Biblioteca:Igino, Fabulae 84

Enomao[modifica]

Enomao, figlio di Ares e Asterope, figlia di Atlante, prese in moglie Evarete, figlia di Acrisio, dalla quale ebbe Ippodamia, fanciulla di straordinaria bellezza; ma egli non voleva concederla in nozze a nessuno perché un oracolo lo aveva ammonito di guardarsi dalla morte per mano del genero.
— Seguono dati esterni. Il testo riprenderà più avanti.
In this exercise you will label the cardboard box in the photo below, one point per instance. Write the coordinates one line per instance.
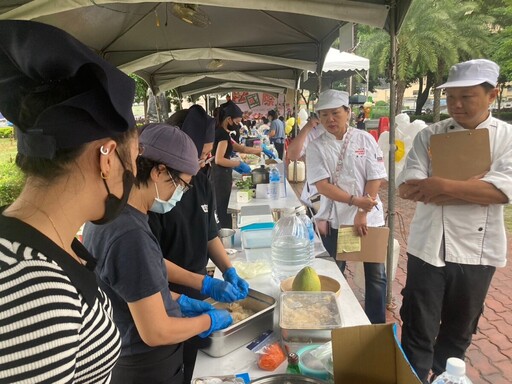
(370, 354)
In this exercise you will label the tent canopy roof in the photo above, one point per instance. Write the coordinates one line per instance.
(257, 41)
(344, 61)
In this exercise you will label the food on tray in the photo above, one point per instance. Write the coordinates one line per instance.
(306, 280)
(238, 312)
(251, 159)
(309, 311)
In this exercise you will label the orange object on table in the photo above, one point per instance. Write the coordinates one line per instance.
(272, 357)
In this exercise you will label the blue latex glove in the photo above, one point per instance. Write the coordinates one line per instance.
(232, 277)
(192, 307)
(243, 168)
(220, 319)
(268, 152)
(219, 290)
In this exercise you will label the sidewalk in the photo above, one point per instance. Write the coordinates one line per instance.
(489, 356)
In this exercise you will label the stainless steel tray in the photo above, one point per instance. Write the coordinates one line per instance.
(295, 303)
(222, 342)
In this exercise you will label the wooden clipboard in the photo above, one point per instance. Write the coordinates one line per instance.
(374, 246)
(460, 155)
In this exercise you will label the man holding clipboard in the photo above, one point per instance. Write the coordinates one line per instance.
(346, 166)
(457, 237)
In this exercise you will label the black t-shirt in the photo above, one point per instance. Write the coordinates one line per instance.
(130, 268)
(184, 232)
(221, 135)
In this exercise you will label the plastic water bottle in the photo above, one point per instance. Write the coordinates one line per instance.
(274, 183)
(290, 251)
(455, 373)
(301, 211)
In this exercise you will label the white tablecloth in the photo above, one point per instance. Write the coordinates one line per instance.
(242, 360)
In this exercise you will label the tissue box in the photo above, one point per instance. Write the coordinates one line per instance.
(244, 196)
(370, 354)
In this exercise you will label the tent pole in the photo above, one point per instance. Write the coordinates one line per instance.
(392, 150)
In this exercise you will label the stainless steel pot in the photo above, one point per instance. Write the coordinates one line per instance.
(260, 175)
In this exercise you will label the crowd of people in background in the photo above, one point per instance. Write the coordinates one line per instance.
(126, 306)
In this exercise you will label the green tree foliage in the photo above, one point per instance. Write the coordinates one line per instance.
(435, 35)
E poiché molti la chiedevano in sposa, stabilì il patto che l’avrebbe data a chi lo avesse sfidato in una gara col carro e fosse riuscito a superarlo (egli aveva infatti cavalli più veloci del vento), mentre chi veniva sconfitto doveva essere messo a morte. Molti avevano già perso la vita quando per ultimo si presentò Pelope, figlio di Tantalo, che, vedendo inchiodate sulla porta le teste dei pretendenti di Ippodamia, iniziò a pentirsi temendo la ferocia del re. Così corruppe Mirtilo, l’auriga di Enomao, promettendogli la metà del regno se lo avesse aiutato. Stabiliti i patti, Mirtilo preparò il carro senza inserire le biette ai mozzi delle ruote, e così, quando i cavalli presero il via, mandarono in pezzi il carro difettoso di Enomao. Pelope tornò in patria vincitore insieme a Ippodamia e Mirtilo, ma ebbe paura del disonore che lo attendeva: perciò precipitò Mirtilo nel mare che da lui prese nome Mirtoo. Ricondusse quindi Ippodamia nella propria patria, che si chiama Peloponneso, dove ebbe da lei i figli Ippalco, Atreo e Tieste.